The backend manages data flow between video analysis, text generation, speech synthesis, and search indexing.

Frontend (“Mirror”)

The frontend is built with Next.js 16 and Tailwind CSS 4.

Key features include:

Real-time speech recognition using a custom hook built on the browser’s Speech API, enabling low-latency transcript display.
Audio visualization that reacts dynamically during playback.
Framer Motion animations for smooth UI transitions.
Synchronized transcript highlighting, aligning spoken audio with word-level text timing.

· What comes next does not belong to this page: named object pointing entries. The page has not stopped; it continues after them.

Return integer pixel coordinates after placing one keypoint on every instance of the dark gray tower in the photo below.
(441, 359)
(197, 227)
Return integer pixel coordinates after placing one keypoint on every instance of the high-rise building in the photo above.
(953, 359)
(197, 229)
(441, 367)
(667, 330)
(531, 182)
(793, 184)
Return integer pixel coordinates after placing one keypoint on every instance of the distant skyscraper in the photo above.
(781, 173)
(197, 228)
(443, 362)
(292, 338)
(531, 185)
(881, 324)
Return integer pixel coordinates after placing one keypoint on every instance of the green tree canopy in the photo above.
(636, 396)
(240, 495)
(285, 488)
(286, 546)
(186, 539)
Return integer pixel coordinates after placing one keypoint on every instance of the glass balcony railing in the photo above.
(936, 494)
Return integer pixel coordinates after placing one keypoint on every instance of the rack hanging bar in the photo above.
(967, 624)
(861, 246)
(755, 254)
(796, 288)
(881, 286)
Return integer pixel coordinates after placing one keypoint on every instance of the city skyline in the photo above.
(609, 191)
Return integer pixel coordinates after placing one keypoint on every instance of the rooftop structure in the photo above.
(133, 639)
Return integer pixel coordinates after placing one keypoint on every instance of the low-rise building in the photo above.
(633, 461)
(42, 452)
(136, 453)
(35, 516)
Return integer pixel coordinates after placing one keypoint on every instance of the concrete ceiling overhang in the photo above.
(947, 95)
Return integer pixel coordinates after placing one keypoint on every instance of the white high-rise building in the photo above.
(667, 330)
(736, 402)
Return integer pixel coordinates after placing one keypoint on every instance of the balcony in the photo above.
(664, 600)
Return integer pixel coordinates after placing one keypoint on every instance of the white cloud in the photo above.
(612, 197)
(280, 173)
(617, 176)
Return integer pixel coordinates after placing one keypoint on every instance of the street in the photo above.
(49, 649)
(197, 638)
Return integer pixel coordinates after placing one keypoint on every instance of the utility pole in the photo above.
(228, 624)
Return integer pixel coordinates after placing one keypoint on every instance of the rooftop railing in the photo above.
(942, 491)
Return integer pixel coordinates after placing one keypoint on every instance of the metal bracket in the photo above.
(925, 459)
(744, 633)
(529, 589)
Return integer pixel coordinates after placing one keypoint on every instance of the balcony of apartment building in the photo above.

The goal was to make the interaction feel responsive and immersive, not like a static media player.

Challenges we ran into 😿

Real-Time Responsiveness: Initial speech-to-text implementation introduced noticeable delays. We had to use interim recognition results from the browser’s speech API to make transcription feel immediate.
Coordinating Multiple AI Services: We’re orchestrating four different AI providers. Latency varied between services (video analysis, narrative generation, speech synthesis), so we had to structure the backend asynchronously to avoid blocking the user experience.
Audio–Text–Video Synchronization: Aligning generated speech with transcript highlighting and video playback was technically complex. Buffer timing issues and playback drift required careful debugging and timestamp handling.
Dependency Management: Using cutting-edge frameworks (Next.js 16, modern tooling) introduced compatibility issues with Node.js versions across environments. Resolving those inconsistencies costs us development time.

Accomplishments that we're proud of 💯

Building a full end-to-end pipeline: video → semantic understanding → narrative → voice synthesis → synchronized playback
Enabling natural language search over personal video memories
Achieving tight synchronization between AI-generated speech and transcript highlighting
Successfully integrating multiple best-in-class AI tools into a unified system

Most importantly, we created something that feels interactive rather than static, more like engaging with a memory than just replaying media.

What we learned 💭

Specialized AI models outperform general-purpose models for domain-specific tasks (e.g., video understanding).
When multiple AI calls are involved, user experience depends heavily on how loading states and async flows are managed.
Voice adds a strong emotional layer - synthesized narration significantly changes how users experience memories.
Small UX details (like real-time transcription or synchronized highlighting) dramatically affect perceived quality.

What's next for Memory Mirror 🚀

Lip-synced generative video to animate the “Mirror” during playback
Proactive memory resurfacing, where the system suggests relevant memories based on context
Live memory streaming, enabling real-time capture and indexing from mobile devices
Collaborative family archives, where multiple family members can annotate and expand shared memories
Our long-term goal is to make personal memory preservation structured, searchable, and interactive, not just stored.